I have to prove that for all $(a;b) \in \mathbb{R}^2$, and for all $n \in \mathbb{N}$ we have: $$ (a+b)^{2n} \leq 2^{2n-1}(a^{2n}+b^{2n})$$ without using induction.
I tried to use the convexity of $x^{2n}$ Which gave me that $x^{2n} \geq 2nx+1-2n$ but I didn’t succeed.
On
Here's an alternative solution for the case $a$, $b\ge0$. When $n=0$, it's $1\le1$.
When $n\in\Bbb N_+$, $1^{\frac{2n}{2n-1}}=1$, Holder inequality gives $$a+b\le(1+1)^{\frac{2n-1}{2n}}\cdot\left(a^{2n}+b^{2n}\right)^{\frac1{2n}}.$$ Therefore $(a+b)^{2n}\le2^{2n-1}(a^{2n}+b^{2n})$, which is the desired inequality
On
Let $f(x)=x^{2n}$.
Since $f$ is a convex function (for example, $f''(x)=2n(2n-1)x^{2n-2}\geq0$), by Jensen we obtain: $$\frac{a^{2n}+b^{2n}}{2}\geq\left(\frac{a+b}{2}\right)^{2n},$$ which is your inequality.

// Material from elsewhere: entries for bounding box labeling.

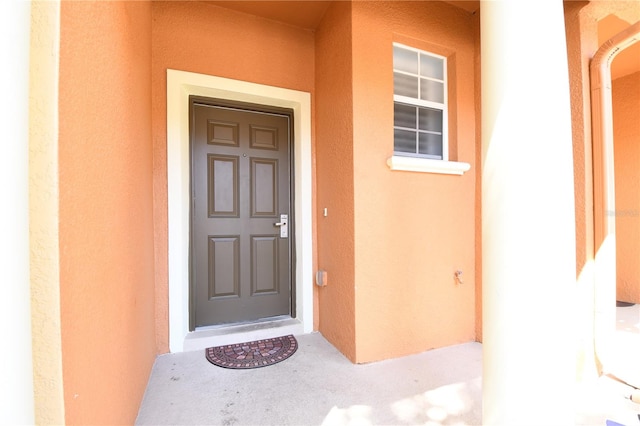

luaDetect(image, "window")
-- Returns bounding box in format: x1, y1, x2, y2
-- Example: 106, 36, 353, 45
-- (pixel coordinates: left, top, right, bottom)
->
393, 43, 448, 161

If $a,b \geqslant 0$ then, by the power mean inequality
$$M_{2n} \geqslant M_1$$ $$\left(\frac{a^{2n}+b^{2n}}{2}\right)^{\frac{1}{2n}} \geqslant \frac{a+b}{2} $$ and the result follows. If one of $a$ and $b$ is negative, then the LHS (in the question) reduces but the RHS remains unchanged. If both are negative then neither side changes. And so we are done.